Snowpipe (Files)
Snowpipe loads data from files as soon as they are available in a stage. The data is loaded according to the COPY statement defined in a referenced pipe.
Common Workflow
To enable automatic data ingestion from a stage to Snowpipe, a managed event queue (e.g., AWS SQS) is created when the Snowpipe is set up. You can retrieve the queue’s ARN using the SHOW PIPES
command. This ARN is then configured as the destination for object creation events in the storage service (e.g., S3 event notifications). When a new file is uploaded to the storage (set as external stage), an event is sent to the SQS queue, triggering the execution of the COPY INTO
statement.
Two mechanisms:
Automating Snowpipe using cloud messaging
- leverage event notifications for cloud storage to inform Snowpipe of the arrival of new data files to load.
- Snowpipe polls the event notifications from a queue
Calling Snowpipe REST endpoints
- calls a public REST endpoint with the name of a pipe object and a list of data filenames.
- POST: provide the file path in the request body, receiving the load status response
- GET: Retrieve the loading history
Snowpipe Streaming (Rows)
- continuous, low-latency loading of streaming data directly into Snowflake. It enables near real-time data ingestion and analysis, crucial for timely insights and immediate operational responses
Feature / Aspect | Snowpipe Streaming – High-Performance (Preview) | Snowpipe Streaming – Classic |
---|---|---|
SDK | New snowpipe-streaming SDK | snowflake-ingest-java SDK (up to v4.x) |
Data Flow Management | Uses PIPE object to manage data flow and enable lightweight transformations at ingest time; channels open against the PIPE | No PIPE object; channels are opened directly against target tables |
Ingestion Method | REST API for direct, lightweight ingestion through PIPE | SDK-based ingestion directly into tables |
Schema Validation | Server-side during ingestion, validated against PIPE schema | Typically handled client-side or at query time |
Performance | Significantly higher throughput; improved query efficiency on ingested data | Reliable, but lower throughput compared to high-performance version |
Pricing Model | Transparent, throughput-based pricing (credits per uncompressed GB) | Based on serverless compute usage + number of active client connections |
Use Case | Recommended for new streaming projects needing high throughput, predictable cost, and advanced capabilities | Reliable solution for established pipelines, production-ready but less performant |
offset token:
- like a bookmark/ resume point for your data, tracking how far you’ve ingested data into Snowflake so you know which rows have already been processed.

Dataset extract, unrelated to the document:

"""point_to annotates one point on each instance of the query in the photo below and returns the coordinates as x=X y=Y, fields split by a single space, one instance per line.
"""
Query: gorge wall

- When you send data to Snowpipe Streaming (via
insertRow/insertRows
orappendRow/appendRows
), you include an offset token for each row or batch. Snowflake stores this token after the data is successfully committed. Later, you can ask Snowflake for the latest committed offset token to see how far ingestion has progressed.
Checking
Check pipe status by PIPE_STATUS
SYSTEM$PIPE_STATUS( '<pipe_name>' )
Retrieve details about all loading activity in a table using COPY_HISTORY
select *
from table(information_schema.copy_history(TABLE_NAME=>'MYTABLE', START_TIME=> DATEADD(hours, -1, CURRENT_TIMESTAMP())));
Retrieve error in a past execution of the COPY INTO command and returns all the errors encountered during the load using VALIDATE
SELECT * FROM TABLE(VALIDATE(t1, JOB_ID=>'5415fa1e-59c9-4dda-b652-533de02fdcf1'));
Retrieve error for any loads for the mypipe
pipe within the previous hour using VALIDATE_PIPE_LOAD
:
select * from table(validate_pipe_load(
pipe_name=>'MY_DB.PUBLIC.MYPIPE',
start_time=>dateadd(hour, -1, current_timestamp())));